Después del consomé le pusieron una inyección y la enfermera dijo no sé qué sobre la congelación y sus efectos.
– No hay nada que temer -concluyó-. Dentro de unas horas estará perfectamente.
Bond miró a Rivke, en la cama contigua, y farfulló unas palabras, pero el sueño se apoderó poco a poco de él. Más tarde no podía asegurar si había sucedido o no, pero le pareció que antes de despertar del todo pasó por una fase de aturdimiento durante el cual Von Glöda permaneció al pie de la cama. El conde, alto y distinguido, hablaba con aire untuoso e hipócrita.
– Ya lo ve, señor Bond. Le dije que le arrancaríamos lo que necesitábamos saber. Mejor que las drogas y la química. Confío en que no le hayamos estropeado su vida sexual. Yo diría que no. De todos modos, gracias por la información. Nos ha sido de gran ayuda.
Cuando al fin estuvo realmente despierto, Bond había adquirido casi el convencimiento de que aquello no había sido un sueño, hasta tal punto tenía grabada en la mente la imagen de Von Glöda. Con todo, había soñado; había visto a Von Glöda vestido con el uniforme nazi en un entorno como el congreso del Partido Nazi en Nuremberg. Luego le sacudió un estremecimiento de pánico al recordar el tormento del charco helado, pero el pensamiento se alejó de su mente con presteza. Ahora se sentía mejor, aunque un tanto aturdido todavía, y ansioso de ponerse en acción. Además, no tenía donde elegir.
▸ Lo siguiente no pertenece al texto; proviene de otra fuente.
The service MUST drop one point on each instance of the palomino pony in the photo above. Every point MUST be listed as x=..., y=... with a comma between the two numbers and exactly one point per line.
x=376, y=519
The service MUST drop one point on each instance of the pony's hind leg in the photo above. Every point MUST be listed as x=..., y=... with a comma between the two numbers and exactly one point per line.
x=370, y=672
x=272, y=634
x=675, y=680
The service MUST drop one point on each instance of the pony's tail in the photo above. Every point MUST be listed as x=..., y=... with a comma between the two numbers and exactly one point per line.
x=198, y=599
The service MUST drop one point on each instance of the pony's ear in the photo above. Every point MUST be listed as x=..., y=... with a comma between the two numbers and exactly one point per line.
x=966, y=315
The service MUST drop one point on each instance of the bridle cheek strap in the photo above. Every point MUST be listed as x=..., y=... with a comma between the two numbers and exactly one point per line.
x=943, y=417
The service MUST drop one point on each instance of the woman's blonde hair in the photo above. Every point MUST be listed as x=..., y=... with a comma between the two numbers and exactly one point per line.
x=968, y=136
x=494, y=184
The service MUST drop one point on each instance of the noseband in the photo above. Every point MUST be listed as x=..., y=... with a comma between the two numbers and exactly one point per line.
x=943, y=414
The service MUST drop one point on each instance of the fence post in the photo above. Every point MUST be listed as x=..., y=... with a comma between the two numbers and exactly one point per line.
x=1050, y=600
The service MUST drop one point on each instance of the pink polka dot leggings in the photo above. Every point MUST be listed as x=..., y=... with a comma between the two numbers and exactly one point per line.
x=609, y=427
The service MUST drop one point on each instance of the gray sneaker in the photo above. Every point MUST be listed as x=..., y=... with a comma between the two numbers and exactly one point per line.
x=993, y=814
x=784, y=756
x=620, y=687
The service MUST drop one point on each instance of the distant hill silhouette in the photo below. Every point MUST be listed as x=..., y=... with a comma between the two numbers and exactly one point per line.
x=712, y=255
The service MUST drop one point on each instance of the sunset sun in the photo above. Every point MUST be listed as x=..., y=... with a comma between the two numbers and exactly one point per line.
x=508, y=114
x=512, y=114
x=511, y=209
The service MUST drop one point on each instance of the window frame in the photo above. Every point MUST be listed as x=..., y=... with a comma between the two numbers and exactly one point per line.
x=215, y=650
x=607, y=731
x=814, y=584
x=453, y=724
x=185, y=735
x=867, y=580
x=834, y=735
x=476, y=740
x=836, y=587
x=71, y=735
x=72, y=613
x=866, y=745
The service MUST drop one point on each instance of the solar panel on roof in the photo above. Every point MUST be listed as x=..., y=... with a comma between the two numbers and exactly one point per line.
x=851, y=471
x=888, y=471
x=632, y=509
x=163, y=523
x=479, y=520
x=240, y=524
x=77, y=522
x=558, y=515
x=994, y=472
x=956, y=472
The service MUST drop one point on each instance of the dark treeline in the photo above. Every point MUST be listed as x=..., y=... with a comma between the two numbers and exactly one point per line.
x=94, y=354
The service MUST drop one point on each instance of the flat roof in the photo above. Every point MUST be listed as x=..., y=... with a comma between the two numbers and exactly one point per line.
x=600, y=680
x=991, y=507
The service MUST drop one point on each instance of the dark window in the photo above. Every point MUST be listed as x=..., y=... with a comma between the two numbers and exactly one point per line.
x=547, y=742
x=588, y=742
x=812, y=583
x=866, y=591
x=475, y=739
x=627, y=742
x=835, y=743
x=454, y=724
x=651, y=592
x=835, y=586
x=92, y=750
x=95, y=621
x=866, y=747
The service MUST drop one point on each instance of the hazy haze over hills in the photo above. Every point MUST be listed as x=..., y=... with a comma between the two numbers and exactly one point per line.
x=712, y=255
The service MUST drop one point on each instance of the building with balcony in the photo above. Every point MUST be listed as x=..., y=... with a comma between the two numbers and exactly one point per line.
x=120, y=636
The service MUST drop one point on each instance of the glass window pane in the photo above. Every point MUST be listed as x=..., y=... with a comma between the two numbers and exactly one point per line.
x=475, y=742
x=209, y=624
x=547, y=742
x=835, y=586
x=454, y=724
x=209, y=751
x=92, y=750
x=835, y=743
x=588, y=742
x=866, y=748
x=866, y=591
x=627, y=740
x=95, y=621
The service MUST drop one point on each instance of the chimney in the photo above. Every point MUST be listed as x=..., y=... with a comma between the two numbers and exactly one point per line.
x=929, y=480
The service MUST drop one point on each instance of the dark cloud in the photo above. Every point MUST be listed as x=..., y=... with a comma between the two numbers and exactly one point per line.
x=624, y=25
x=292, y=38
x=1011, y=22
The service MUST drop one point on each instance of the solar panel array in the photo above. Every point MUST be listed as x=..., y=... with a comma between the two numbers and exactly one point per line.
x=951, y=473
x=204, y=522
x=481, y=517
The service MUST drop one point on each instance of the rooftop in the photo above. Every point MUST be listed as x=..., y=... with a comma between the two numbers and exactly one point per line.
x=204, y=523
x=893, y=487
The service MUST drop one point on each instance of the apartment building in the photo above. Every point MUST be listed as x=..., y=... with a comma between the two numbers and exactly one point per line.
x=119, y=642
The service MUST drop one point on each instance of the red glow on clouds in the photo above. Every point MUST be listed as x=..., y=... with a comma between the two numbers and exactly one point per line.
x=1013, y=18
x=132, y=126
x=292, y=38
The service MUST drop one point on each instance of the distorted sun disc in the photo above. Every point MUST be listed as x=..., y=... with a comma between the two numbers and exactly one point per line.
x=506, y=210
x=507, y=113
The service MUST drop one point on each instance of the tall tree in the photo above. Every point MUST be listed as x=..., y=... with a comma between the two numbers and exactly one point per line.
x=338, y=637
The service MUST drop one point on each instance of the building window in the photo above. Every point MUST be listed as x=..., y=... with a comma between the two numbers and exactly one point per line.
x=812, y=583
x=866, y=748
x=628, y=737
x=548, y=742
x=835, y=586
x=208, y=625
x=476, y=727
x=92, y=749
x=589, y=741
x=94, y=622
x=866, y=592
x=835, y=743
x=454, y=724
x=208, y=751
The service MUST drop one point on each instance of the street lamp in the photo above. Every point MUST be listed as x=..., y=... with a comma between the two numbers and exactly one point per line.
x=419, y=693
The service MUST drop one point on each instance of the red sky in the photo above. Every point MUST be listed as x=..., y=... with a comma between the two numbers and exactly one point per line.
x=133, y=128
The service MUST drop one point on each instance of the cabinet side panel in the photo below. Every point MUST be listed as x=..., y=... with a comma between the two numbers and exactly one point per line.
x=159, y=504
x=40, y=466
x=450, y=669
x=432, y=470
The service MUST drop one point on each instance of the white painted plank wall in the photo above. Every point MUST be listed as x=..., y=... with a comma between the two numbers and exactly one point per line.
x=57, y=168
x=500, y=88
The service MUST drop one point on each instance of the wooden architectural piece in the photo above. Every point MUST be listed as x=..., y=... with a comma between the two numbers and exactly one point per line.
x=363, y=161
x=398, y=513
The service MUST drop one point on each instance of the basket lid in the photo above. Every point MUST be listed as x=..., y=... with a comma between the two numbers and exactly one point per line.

O encontraba el medio de salir del laberinto del búnker o acabaría emprendiendo viaje a Moscú del brazo de Kolya, para una confrontación entre él y los sucesores del antiguo SMERSH.
– ¿Estás despierto, James?
En los pocos segundos que duró la vuelta a la realidad había olvidado la presencia de la muchacha. Volvió la cabeza hacia ella, sonriente.
– Terapia por partida doble. ¿Qué tendrán ahora en perspectiva?
La joven se echó a reír y señaló con la cabeza las dos piernas enyesadas a conciencia, que pendían de unas poleas de sujeción.
– Tal como estoy no creo que pueda hacer gran cosa. Es una verdadera lástima. El asqueroso de mi padre estuvo aquí hace un rato.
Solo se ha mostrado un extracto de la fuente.